Since joining the Alumni Association, the couple has been involved in events like rallies and tailgates, and has provided funds for the College of Human Science’s fashion show — making an endowed increase from a $500 to a $1,000 prize for the first place winner of the event.

“They also started coming in and helping on game day, working on special projects with us and really showing deep interest in us,” Johnson said. “Not just writing a check and saying ‘we’re members.’”

The Talbots’ most recent endowment has achieved more than being a place for funding for the university’s Alumni Association, but it is a brand-new standard for universities across the nation — the first of its kind.

With a $2.5 million value set to increase the Alumni Association’s prestige and worth, the award endows the seat of the president and CEO of the association, making it the first non-academic endowment in the United States.

Karen Simon, the assistant vice president of communications at the ISU Foundation, said donations collected since March 2014 have surpassed its goal of $115 million and are distributed in various ways.

“We honor our donors’ wishes regarding the areas they wish to support but those funds are generally directed through priorities identified by university leadership, including deans and department heads,” Simon said.

The Talbots said the amount of money donated was for a mutually beneficial outcome, where they are able to give back to a university so welcoming, and the university is able to put funding where it sees it beneficial and continue setting an example with positive networking.

“Our focus has been on thinking and acting long term, not for immediate rewards,” Russ said.
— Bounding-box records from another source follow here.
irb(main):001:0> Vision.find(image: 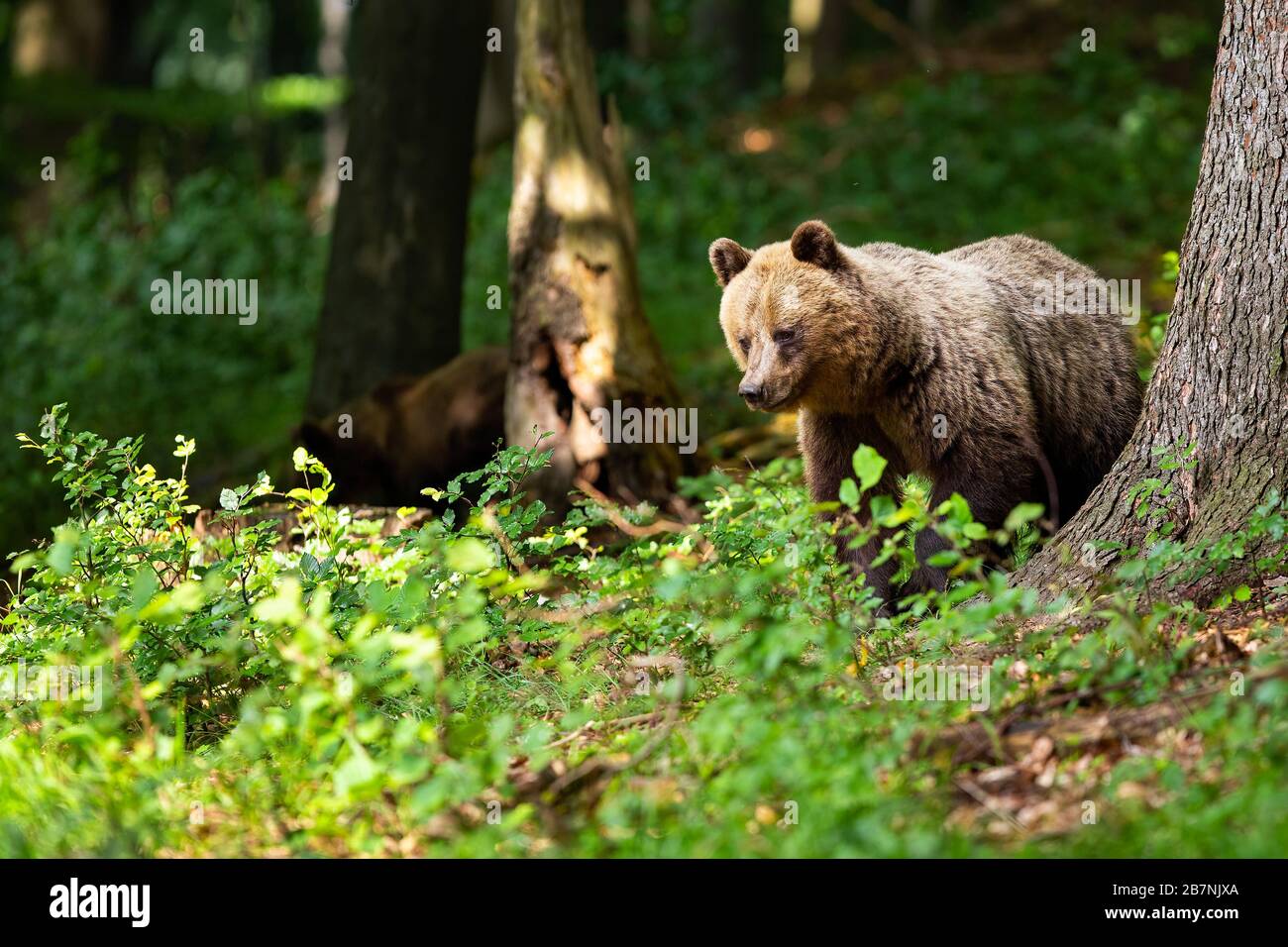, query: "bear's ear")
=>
[793,220,841,269]
[707,237,751,286]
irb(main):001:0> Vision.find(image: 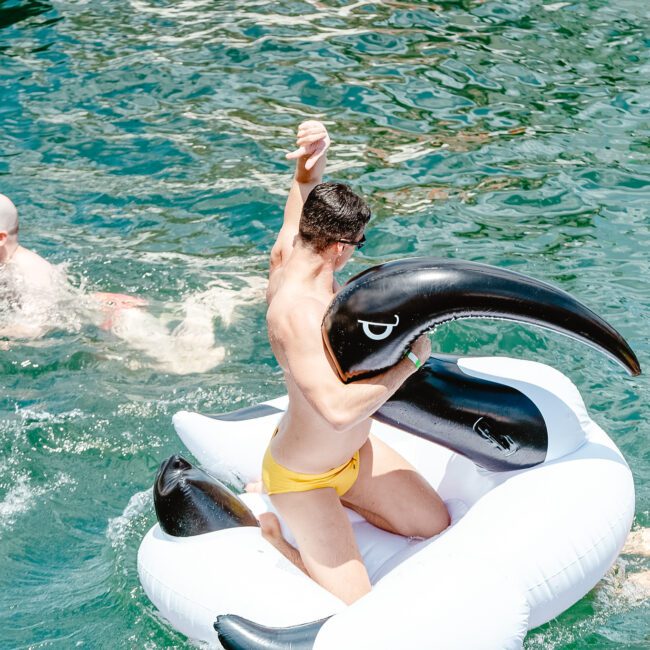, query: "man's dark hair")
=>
[298,183,370,253]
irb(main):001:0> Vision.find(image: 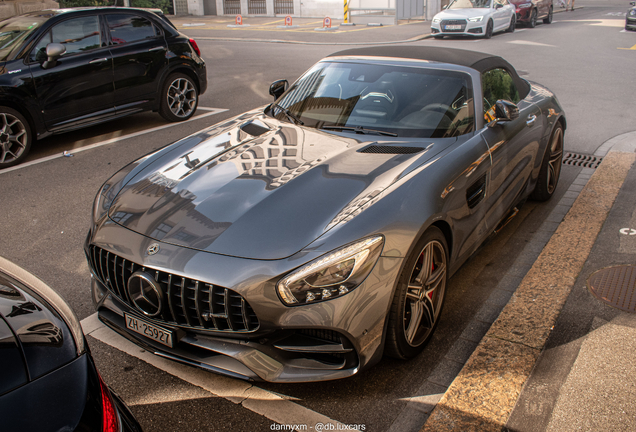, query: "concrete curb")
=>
[422,132,636,432]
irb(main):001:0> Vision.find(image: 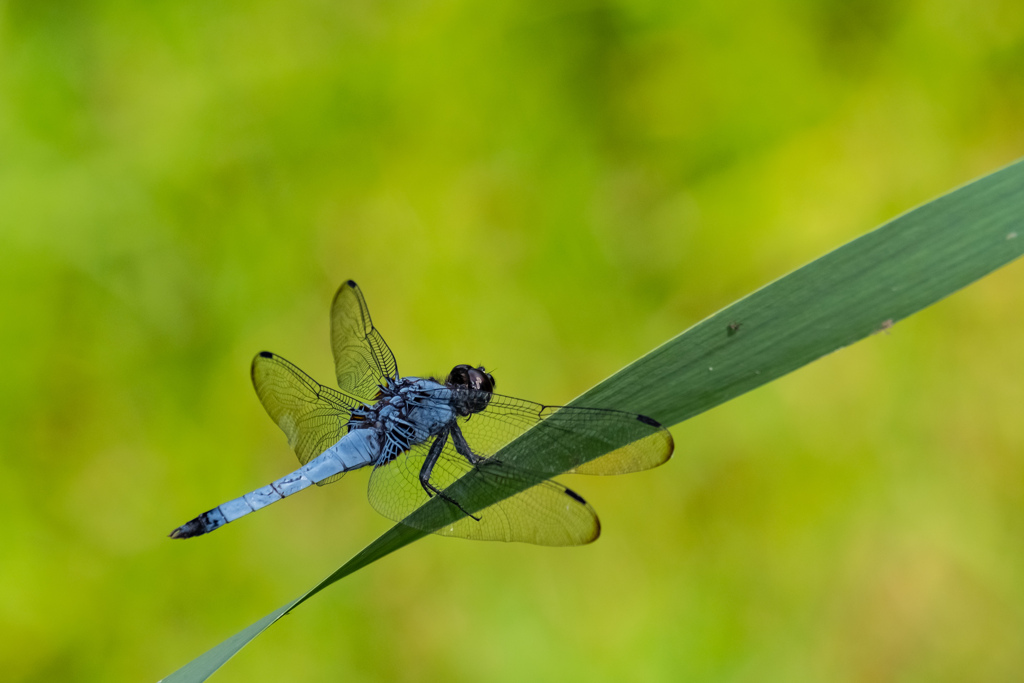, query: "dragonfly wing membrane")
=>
[252,351,361,485]
[440,394,674,476]
[331,280,398,402]
[368,440,601,546]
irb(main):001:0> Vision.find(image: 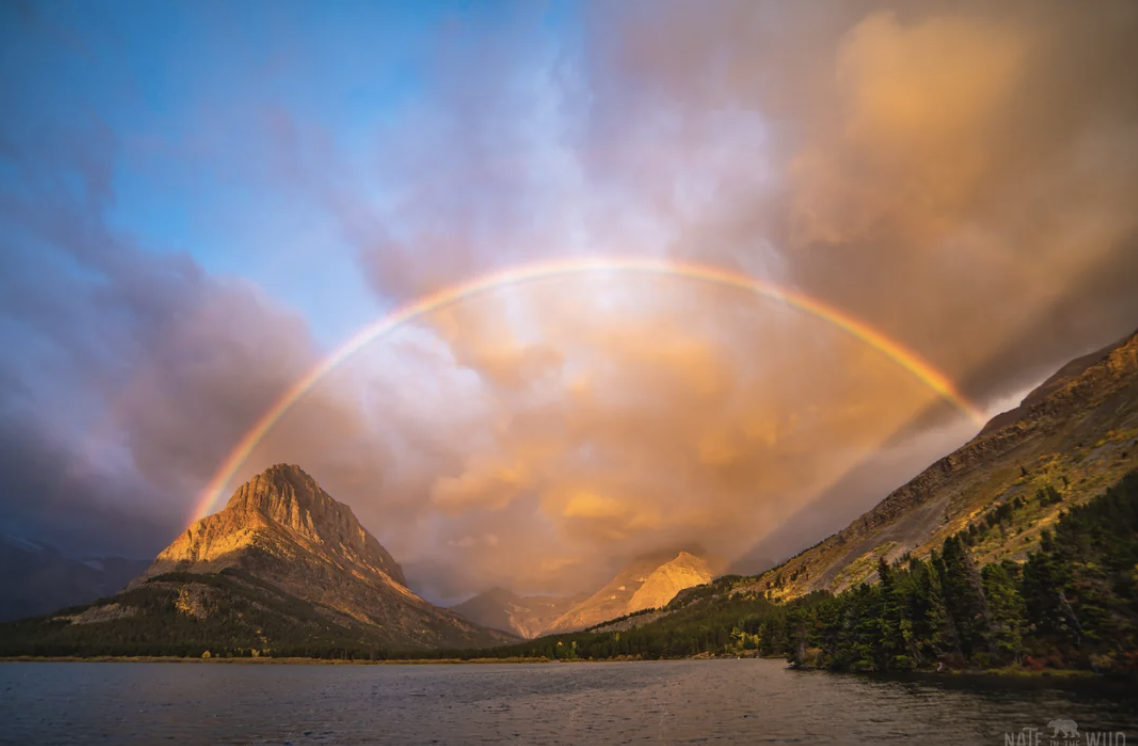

Johnson said this endowment will create deeper graduate connections, spread the word about alumni, provide undesignated funds to expand, create internships for students to learn and will allow for flexibility when the next Alumni Association president enters into this endowed and pre-funded position.

“This endowment is coming at such a critical time in the life of the institution where the university is growing,” Johnson said. “We want to make sure we give our students as many opportunities as possible from a career perspective, but also a connection perspective.”

Lora described her appreciation for everyone at Iowa State, and felt that she, too, through connections with other graduates at the Alumni Center and Association, is a Cyclone as if she had graduated from Iowa State.

“If you drew my blood right now, in the syringe it would be cardinal and gold,” Lora said.